According to “18 Amazing Facts About Small Businesses In America” by Aimee Groth and Kim Bhasin (Business Insider, August 24th 2011), there are 28 million small businesses in the US, which outnumber corporations 1162 to 1. Some say that it is very easy to record business transactions in small businesses. However, since small businesses always run on low budget while tremendous marketing and the planning and implementation are required also, information system in small businesses are not usually given enough attention. Today, even small businesses that need only the owners to run have a lot of information that cannot be relied on manual processes. In order to help small businesses’ owners in making right and quick decisions, they need to adapt proper information system for their businesses.

My cousin has a hair salon with five stylists. She doesn’t work there but she has a manager to take care of the shop. She got a very good soft-ware to record all the transactions at first, but then it got so complicated when her employees quit and she had to hire new people. They just have a high rate of employee turnover in hair salons in general. Plus at her salon, she doesn’t have a receptionist to record transactions but every stylist needs to do it by her/himself when checking out a client.

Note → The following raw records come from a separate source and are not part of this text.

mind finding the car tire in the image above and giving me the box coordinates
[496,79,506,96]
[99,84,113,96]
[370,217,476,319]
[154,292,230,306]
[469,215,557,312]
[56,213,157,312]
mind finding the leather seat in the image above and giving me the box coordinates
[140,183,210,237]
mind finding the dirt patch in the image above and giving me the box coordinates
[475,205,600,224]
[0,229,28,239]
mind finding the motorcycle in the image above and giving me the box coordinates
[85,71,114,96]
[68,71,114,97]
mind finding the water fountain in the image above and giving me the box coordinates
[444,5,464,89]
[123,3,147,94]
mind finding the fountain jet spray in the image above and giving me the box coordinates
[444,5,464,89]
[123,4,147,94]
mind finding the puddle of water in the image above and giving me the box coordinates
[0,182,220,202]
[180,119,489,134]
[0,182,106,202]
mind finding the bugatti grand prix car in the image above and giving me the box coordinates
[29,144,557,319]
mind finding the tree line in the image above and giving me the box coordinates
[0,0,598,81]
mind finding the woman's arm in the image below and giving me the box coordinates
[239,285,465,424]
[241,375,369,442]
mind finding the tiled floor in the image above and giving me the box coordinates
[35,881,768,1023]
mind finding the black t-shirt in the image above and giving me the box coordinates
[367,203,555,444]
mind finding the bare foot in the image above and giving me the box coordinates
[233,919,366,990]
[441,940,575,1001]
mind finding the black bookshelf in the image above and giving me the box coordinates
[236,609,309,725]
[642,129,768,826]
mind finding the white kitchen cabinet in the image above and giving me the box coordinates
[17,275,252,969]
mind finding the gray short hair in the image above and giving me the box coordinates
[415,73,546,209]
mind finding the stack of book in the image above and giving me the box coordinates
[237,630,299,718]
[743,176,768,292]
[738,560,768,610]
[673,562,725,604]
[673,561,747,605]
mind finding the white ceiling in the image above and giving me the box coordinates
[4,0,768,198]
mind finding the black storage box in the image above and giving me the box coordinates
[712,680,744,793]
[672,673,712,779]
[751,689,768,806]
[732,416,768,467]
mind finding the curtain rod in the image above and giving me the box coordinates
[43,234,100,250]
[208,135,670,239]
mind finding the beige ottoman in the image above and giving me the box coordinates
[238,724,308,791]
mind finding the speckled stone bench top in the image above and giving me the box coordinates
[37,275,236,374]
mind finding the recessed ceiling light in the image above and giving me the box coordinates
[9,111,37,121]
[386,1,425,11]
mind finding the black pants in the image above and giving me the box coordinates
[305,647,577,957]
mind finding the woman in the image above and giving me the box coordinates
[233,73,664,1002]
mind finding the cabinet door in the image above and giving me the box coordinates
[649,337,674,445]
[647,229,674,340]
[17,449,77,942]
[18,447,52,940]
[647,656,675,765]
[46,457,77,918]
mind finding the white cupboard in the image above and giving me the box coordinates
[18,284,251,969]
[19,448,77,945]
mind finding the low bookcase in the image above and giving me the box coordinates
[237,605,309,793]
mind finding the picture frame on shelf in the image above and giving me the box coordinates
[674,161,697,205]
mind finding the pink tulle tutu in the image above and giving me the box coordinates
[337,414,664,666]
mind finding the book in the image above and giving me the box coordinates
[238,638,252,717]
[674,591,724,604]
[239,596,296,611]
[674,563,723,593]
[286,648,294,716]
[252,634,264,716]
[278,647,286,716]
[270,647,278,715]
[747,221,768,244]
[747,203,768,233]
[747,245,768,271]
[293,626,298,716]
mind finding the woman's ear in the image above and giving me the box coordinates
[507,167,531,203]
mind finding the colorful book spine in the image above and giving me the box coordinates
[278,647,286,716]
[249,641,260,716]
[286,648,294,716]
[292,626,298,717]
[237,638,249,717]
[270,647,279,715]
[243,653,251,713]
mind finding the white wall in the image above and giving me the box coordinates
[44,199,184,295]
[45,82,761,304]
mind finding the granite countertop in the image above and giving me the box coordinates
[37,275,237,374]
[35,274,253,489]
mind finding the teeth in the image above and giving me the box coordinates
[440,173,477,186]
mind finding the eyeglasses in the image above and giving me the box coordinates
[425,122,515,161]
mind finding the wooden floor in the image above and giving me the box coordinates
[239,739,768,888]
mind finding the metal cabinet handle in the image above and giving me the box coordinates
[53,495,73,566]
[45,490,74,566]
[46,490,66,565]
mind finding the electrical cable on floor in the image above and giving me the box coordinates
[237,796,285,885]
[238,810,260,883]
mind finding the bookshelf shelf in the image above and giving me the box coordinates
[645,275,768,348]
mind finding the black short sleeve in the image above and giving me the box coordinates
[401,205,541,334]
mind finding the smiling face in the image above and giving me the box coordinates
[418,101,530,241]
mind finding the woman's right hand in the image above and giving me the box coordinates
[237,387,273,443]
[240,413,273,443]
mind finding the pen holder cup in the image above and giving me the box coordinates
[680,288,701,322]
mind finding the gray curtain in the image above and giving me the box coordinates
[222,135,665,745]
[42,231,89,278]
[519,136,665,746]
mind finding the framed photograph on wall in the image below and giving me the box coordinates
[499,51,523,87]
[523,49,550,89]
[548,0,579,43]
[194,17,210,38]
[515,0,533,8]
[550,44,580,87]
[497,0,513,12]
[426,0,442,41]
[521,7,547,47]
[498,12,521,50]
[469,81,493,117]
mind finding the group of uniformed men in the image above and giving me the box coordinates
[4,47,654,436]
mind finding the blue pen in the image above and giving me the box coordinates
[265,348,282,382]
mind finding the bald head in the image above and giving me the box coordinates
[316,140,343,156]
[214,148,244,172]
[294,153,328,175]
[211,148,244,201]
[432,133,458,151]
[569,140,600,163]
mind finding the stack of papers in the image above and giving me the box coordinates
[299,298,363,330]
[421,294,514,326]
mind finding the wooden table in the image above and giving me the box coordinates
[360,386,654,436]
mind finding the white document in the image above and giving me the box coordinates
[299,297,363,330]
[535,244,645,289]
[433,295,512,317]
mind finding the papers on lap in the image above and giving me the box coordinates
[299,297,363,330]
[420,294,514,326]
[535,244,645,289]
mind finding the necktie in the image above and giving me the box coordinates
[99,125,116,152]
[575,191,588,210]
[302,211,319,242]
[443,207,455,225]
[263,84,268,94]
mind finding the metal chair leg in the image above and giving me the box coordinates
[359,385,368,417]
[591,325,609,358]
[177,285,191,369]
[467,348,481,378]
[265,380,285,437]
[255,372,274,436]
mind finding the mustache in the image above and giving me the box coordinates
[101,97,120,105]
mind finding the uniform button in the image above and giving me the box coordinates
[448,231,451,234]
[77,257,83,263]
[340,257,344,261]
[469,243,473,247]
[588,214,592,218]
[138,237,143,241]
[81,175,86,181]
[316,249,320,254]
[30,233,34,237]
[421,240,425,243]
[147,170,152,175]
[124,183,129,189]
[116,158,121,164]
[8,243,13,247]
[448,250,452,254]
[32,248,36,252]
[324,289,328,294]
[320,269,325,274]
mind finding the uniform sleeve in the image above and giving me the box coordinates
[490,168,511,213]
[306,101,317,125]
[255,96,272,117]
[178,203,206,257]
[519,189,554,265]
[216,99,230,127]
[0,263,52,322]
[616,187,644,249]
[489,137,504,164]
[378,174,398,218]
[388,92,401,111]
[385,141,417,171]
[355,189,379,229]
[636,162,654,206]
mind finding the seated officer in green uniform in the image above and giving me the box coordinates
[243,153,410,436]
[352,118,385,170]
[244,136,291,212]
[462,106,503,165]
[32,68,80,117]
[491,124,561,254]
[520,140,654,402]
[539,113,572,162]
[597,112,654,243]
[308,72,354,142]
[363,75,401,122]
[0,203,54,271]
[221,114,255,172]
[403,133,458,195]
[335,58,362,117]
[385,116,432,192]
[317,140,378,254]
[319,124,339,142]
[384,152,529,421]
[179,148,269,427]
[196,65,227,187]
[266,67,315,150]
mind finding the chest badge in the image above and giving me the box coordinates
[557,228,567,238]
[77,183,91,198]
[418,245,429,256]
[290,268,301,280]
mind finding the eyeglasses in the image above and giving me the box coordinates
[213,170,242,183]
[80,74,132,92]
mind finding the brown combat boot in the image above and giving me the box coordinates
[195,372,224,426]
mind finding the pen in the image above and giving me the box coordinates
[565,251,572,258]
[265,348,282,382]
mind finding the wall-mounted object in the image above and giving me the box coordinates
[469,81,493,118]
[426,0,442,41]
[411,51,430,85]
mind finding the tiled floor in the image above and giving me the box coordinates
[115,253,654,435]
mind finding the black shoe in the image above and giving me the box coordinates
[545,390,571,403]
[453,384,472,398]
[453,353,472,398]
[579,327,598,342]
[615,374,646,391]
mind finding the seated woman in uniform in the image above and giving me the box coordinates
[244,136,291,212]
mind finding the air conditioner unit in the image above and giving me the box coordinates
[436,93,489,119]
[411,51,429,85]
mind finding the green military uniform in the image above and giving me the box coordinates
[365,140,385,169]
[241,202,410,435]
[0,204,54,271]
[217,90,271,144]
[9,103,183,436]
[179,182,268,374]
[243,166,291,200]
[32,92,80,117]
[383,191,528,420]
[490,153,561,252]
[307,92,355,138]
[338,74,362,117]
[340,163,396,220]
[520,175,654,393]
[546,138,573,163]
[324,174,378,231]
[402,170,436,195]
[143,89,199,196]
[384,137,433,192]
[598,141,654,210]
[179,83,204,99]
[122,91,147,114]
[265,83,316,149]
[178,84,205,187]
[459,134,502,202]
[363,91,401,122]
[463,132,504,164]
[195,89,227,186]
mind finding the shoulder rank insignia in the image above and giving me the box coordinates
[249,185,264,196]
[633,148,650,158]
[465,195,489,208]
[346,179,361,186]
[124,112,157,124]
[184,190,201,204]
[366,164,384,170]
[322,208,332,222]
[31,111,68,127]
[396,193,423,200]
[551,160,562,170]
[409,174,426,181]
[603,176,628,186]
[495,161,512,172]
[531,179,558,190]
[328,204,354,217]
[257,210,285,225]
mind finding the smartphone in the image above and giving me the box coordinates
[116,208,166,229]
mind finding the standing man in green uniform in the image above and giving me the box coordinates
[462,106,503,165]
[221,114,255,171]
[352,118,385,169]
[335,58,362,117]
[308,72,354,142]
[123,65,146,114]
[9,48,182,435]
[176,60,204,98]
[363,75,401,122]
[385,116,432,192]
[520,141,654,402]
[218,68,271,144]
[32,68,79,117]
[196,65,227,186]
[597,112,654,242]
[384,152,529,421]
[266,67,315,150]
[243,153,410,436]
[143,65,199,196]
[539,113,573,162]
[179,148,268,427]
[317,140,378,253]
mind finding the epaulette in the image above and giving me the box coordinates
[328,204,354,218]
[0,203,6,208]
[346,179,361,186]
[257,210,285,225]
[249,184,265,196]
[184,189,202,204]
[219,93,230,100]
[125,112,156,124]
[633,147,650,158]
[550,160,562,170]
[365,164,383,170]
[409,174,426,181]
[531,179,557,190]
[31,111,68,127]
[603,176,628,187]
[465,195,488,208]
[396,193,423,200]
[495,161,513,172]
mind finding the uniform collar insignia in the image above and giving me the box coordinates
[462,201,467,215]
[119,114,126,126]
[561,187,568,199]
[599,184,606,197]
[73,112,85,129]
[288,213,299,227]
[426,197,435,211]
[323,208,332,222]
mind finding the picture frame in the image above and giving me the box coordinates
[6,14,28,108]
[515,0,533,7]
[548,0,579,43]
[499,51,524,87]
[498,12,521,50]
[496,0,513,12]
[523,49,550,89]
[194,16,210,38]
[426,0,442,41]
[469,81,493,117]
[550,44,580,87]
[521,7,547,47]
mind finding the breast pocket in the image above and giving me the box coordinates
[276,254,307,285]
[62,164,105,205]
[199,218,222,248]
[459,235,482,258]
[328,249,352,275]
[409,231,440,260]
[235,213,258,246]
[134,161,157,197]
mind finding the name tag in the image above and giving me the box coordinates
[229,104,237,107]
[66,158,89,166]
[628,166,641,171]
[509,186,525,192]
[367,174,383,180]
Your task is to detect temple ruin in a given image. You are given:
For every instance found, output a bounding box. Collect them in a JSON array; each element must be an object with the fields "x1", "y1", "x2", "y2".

Low budget keeps her from having someone who can do it and save time for the stylists. Now the manager finds that training new employees to use the software is frustrated, my cousin decides to go back to manual recording. With all the data they put on paper, my cousin has to record it to the system by the end of day. It is not only time consuming but also a risk of making mistake since the data got transferred twice.

There is no need to discuss about how helpful the information system is to businesses. However, when consider adapting one for a small business, the owner needs to figure all the costs included. It may seem to be one-time cost, but it actually is not. Small business computer system design begins with a need of assessment of the technology expenditures that will be required to create an effective, reliable and expandable system. This needs of assessment will include hardware, software, upgrades and office staff training. Apparently, upgrades and training don’t sound like one-time cost. Upgrades will be fix-cost since the supplier will notice you when you need one, usually in 3 months or 6 months to keep up with changes in technology. Training may be one-time cost to the supplier when you buy the system, but then you still have to train new employees. Even if you train them yourself or have other staffs to train them, it is still a cost to your business as an opportunity cost since the time for training can be used to make revenue/ profit for the business. Finally, there one other cost that has not been counting yet: using cost. When you have somebody to use the software, there is the cost of hiring them to record information. Back to my cousin’s hair salon. She doesn’t have enough money to hire one more person to record transactions, so she takes the risk of recording data wrongly. Mistakes may be made from her employees by putting the wrong data manually or from herself by recording it again by the end of day. It should not be that way if the cost of training and using the system were considered when she set up the salon’s information system.

In conclusion, in today’s increasingly complex and competitive market place, small businesses often face many of the same information technology challenges as much as larger business enterprises, and getting a proper information system in small businesses should be considered seriously in order to help owners with right and quick decision making.